March 10, 2020:              Ottawa

Nepean Sportsplex
1701 Woodroffe Avenue, Nepean, ON, K2G 1W2

Members of the public can participate in three ways:

  • Filling out a survey at least two weeks before the hearing they want to participate in and being selected to make a presentation up to seven minutes long
  • Attending a public hearing and registering to speak for three minutes during the “open mic” session
  • Attending a public hearing to observe.

An inquiry panel, composed of Chief Commissioner Renu Mandhane and inquiry lawyers will hear the presentations on issues identified in the inquiry terms of reference. Full details on how to participate are available on the OHRC website.
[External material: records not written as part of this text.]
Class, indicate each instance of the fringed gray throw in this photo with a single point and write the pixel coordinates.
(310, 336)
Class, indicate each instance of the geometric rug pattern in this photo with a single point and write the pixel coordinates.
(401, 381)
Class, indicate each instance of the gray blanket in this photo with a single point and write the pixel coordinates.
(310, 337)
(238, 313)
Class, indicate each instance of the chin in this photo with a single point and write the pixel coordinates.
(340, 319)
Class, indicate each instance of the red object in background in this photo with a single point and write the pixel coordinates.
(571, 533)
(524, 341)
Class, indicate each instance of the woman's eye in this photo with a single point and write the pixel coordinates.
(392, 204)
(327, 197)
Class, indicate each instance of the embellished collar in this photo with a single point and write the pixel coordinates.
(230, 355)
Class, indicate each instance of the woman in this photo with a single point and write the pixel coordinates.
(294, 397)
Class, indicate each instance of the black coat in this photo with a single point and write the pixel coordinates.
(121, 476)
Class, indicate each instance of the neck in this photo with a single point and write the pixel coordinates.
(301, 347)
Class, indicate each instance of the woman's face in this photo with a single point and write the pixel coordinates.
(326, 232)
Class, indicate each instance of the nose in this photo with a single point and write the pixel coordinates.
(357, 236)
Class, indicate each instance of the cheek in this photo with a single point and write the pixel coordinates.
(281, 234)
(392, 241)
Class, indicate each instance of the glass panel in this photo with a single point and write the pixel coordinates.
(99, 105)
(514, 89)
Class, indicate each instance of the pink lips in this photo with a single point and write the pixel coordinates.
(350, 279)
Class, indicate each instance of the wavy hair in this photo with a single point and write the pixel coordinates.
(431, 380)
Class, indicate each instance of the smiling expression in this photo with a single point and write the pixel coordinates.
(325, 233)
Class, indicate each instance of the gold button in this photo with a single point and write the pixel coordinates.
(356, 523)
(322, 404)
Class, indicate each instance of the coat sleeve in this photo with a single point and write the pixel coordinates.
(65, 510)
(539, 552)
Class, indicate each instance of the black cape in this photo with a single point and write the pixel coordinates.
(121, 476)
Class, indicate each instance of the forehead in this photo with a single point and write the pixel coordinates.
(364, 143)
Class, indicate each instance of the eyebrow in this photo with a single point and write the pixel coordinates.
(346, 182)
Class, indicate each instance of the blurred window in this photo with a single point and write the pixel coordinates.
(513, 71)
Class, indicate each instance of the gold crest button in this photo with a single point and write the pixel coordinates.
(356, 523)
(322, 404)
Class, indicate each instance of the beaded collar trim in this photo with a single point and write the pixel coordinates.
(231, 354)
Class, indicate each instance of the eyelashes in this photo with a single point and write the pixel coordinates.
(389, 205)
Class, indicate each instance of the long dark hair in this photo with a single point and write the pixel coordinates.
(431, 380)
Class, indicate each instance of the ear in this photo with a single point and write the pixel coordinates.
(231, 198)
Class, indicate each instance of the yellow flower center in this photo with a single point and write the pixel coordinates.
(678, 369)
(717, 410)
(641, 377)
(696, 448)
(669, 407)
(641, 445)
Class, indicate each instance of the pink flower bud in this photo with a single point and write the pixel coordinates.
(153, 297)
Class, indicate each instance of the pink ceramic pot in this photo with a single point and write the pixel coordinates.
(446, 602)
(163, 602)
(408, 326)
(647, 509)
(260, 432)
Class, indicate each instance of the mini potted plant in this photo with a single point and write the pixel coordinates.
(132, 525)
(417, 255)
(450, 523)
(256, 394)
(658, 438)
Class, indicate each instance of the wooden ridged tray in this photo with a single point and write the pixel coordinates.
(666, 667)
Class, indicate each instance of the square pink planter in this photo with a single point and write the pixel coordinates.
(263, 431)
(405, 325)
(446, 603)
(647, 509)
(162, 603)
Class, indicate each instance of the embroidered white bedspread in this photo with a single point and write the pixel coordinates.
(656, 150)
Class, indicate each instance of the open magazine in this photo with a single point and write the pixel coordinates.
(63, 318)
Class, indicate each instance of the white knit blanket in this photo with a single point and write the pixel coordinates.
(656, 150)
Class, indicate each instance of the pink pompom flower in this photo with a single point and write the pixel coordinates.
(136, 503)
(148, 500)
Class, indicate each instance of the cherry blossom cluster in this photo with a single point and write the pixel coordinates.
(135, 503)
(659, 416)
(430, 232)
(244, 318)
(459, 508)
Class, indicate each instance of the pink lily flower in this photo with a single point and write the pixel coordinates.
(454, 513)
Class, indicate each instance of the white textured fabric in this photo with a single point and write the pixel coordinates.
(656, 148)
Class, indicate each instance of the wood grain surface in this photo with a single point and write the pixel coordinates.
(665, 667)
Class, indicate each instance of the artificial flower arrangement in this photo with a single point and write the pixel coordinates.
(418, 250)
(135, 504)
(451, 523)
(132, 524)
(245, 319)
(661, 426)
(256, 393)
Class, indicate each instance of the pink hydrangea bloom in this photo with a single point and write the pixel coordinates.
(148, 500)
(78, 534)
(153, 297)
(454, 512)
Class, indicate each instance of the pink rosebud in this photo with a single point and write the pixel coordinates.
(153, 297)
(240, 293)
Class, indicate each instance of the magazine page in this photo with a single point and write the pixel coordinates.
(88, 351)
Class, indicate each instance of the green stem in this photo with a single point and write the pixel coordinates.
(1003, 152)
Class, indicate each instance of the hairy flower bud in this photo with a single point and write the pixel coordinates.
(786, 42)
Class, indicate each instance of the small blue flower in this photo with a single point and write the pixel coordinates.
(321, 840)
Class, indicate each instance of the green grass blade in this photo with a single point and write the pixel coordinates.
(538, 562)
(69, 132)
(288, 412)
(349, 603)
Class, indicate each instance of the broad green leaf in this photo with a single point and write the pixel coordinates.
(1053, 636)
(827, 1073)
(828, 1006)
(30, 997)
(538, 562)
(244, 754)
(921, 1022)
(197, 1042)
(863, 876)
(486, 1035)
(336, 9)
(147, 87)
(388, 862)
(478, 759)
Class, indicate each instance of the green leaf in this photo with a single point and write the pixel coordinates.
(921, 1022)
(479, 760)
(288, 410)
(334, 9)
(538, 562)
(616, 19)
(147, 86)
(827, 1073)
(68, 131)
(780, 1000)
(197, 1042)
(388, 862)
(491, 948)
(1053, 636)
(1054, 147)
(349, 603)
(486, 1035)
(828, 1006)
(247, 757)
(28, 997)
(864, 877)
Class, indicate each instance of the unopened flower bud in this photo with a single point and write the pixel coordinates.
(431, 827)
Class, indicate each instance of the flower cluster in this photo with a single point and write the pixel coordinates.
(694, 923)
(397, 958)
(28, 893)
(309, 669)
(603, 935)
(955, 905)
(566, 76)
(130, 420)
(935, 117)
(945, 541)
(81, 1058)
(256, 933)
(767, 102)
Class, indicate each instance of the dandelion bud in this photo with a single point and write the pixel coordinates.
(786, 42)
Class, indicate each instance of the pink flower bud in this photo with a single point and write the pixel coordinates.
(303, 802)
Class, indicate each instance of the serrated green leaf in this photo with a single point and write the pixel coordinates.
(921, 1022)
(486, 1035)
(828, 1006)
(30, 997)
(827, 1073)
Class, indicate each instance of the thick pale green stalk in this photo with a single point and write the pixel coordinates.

“The OHRC is conducting a public inquiry to find out if students with reading disabilities have meaningful access to education as required by the Ontario Human Rights Code,” said Chief Commissioner Renu Mandhane. “I encourage these students and their parents and other stakeholders throughout Ontario to complete the survey, and participate in our public hearings.”

Since the OHRC launched the Right to Read inquiry in October, it has heard from more than 400 individuals. The OHRC launched a survey for students with reading disabilities and their parents and guardians, available on the OHRC website. The OHRC has also invited students to submit art, poetry, sound or video exploring experiences of reading disabilities, literacy and the right to read to the OHRC at communications@ohrc.on.ca.

The OHRC will release a formal report on findings and recommendations later in 2020.